Chris Redfern Moneycorp

It is easy enough to justify the Australian dollar's position at the foot of the weekly league table.

Having begun the week in fairly robust form, it turned tail on Thursday morning after another massive swing in the Australian employment numbers. A monster increase in August was revised down by 75 per cent and the forecast 20,000 increase for September was turned into a loss of 30,000 jobs.

The Australian Bureau of Statistics said there was a problem with the seasonal adjustment but investors didn't care; they sold the Aussie.

Another matter weighing on the Australian dollar was a growing nervousness among investors about the global economy. Their latest concern is Germany (and by extension the eurozone). Figures last week showed German factory orders, exports and industrial production falling at the fastest monthly pace since the financial crisis.

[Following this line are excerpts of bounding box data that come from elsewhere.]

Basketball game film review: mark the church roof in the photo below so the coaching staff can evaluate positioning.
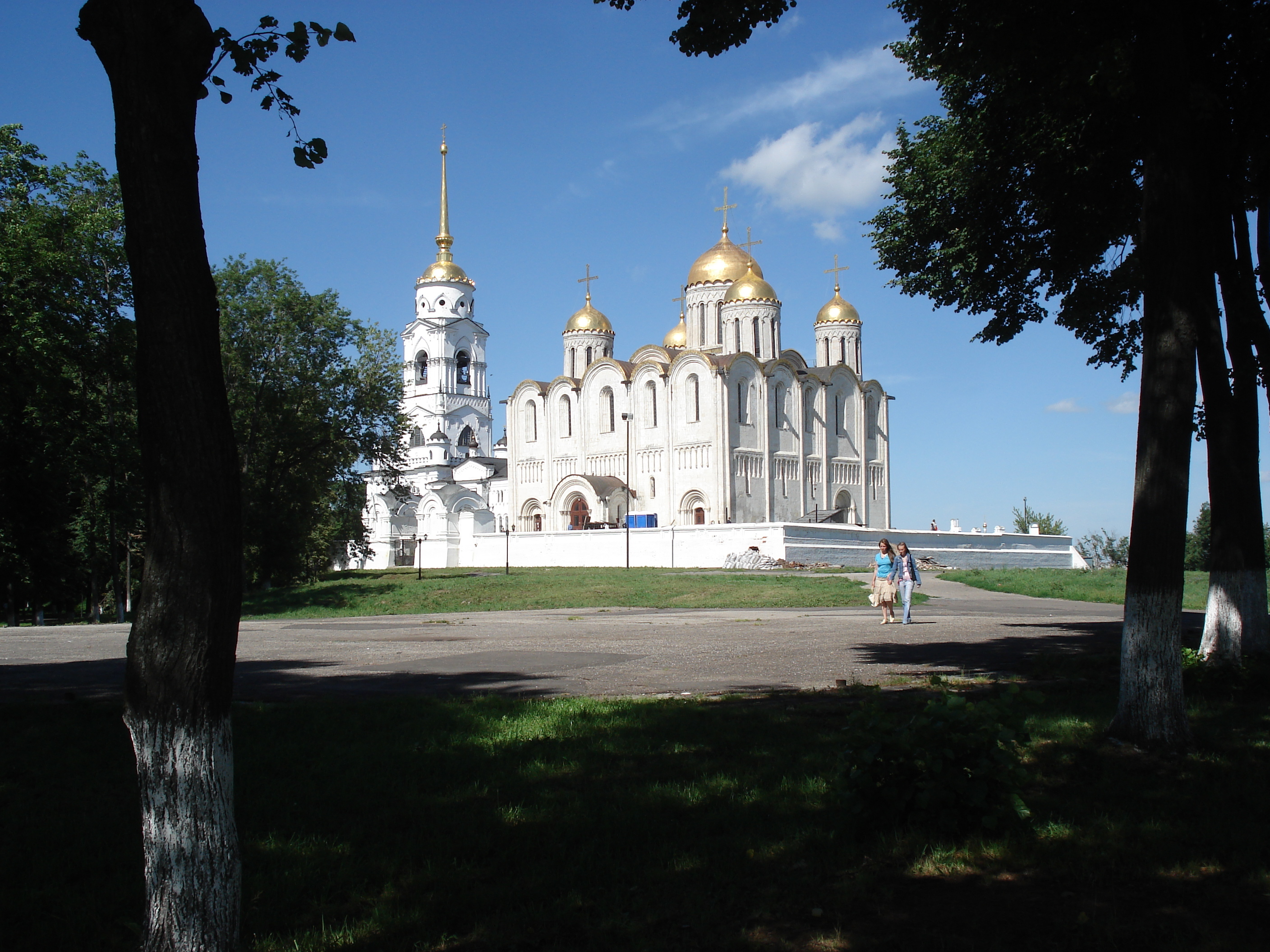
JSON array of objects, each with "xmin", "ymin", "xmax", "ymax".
[
  {"xmin": 815, "ymin": 287, "xmax": 861, "ymax": 324},
  {"xmin": 564, "ymin": 302, "xmax": 613, "ymax": 334},
  {"xmin": 687, "ymin": 224, "xmax": 763, "ymax": 287},
  {"xmin": 662, "ymin": 314, "xmax": 688, "ymax": 349},
  {"xmin": 722, "ymin": 261, "xmax": 776, "ymax": 301}
]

At the end of the week the International Monetary Fund downgraded its growth forecasts for the third time this year. Investors decided it was time to start worrying; they sent global equity prices lower and moved into the safe-haven Japanese yen, making it the week's top performer.

The US dollar fared nearly as badly as the Aussie. Its particular problem was the minutes of last month's Federal Reserve's monetary policy meeting, which came out on Wednesday evening.

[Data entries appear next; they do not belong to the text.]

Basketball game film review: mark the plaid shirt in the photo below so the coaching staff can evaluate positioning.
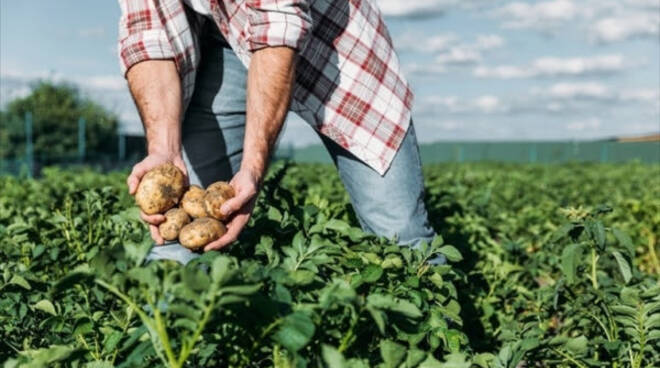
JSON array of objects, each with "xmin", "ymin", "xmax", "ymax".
[{"xmin": 119, "ymin": 0, "xmax": 412, "ymax": 174}]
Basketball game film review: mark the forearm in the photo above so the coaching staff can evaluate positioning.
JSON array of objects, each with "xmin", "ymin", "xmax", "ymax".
[
  {"xmin": 241, "ymin": 47, "xmax": 296, "ymax": 181},
  {"xmin": 126, "ymin": 60, "xmax": 182, "ymax": 155}
]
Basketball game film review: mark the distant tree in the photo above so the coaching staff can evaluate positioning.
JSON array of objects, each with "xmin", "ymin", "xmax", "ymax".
[{"xmin": 0, "ymin": 81, "xmax": 118, "ymax": 160}]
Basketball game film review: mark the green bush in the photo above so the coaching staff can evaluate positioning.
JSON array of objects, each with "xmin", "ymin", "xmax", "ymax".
[{"xmin": 0, "ymin": 163, "xmax": 660, "ymax": 368}]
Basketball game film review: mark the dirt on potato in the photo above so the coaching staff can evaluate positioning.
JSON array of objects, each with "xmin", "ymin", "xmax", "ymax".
[{"xmin": 135, "ymin": 163, "xmax": 185, "ymax": 215}]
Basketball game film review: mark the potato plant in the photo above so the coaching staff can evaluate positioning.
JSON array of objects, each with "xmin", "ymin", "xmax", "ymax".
[{"xmin": 0, "ymin": 163, "xmax": 660, "ymax": 368}]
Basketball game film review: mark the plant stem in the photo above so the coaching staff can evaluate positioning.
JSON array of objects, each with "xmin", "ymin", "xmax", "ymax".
[
  {"xmin": 552, "ymin": 349, "xmax": 587, "ymax": 368},
  {"xmin": 644, "ymin": 228, "xmax": 660, "ymax": 275},
  {"xmin": 591, "ymin": 247, "xmax": 598, "ymax": 290}
]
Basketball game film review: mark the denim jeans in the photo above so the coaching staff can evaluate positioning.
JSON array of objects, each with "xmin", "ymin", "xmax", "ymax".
[{"xmin": 147, "ymin": 33, "xmax": 444, "ymax": 264}]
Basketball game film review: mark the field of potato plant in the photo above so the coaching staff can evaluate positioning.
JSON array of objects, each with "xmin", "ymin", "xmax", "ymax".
[{"xmin": 0, "ymin": 162, "xmax": 660, "ymax": 368}]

Investors interpreted the minutes as meaning a lower appetite at the Fed for bringing interest rates up to 'normal' levels. Crucially, the minutes noted that the strengthening dollar reduced the need to tighten policy. There was also apparently a debate about whether the guidance should continue to say it would be 'a considerable time' before rates started to head higher.

Because that phrase kept its place in the guidance, investors wound down any expectation of an imminent increase.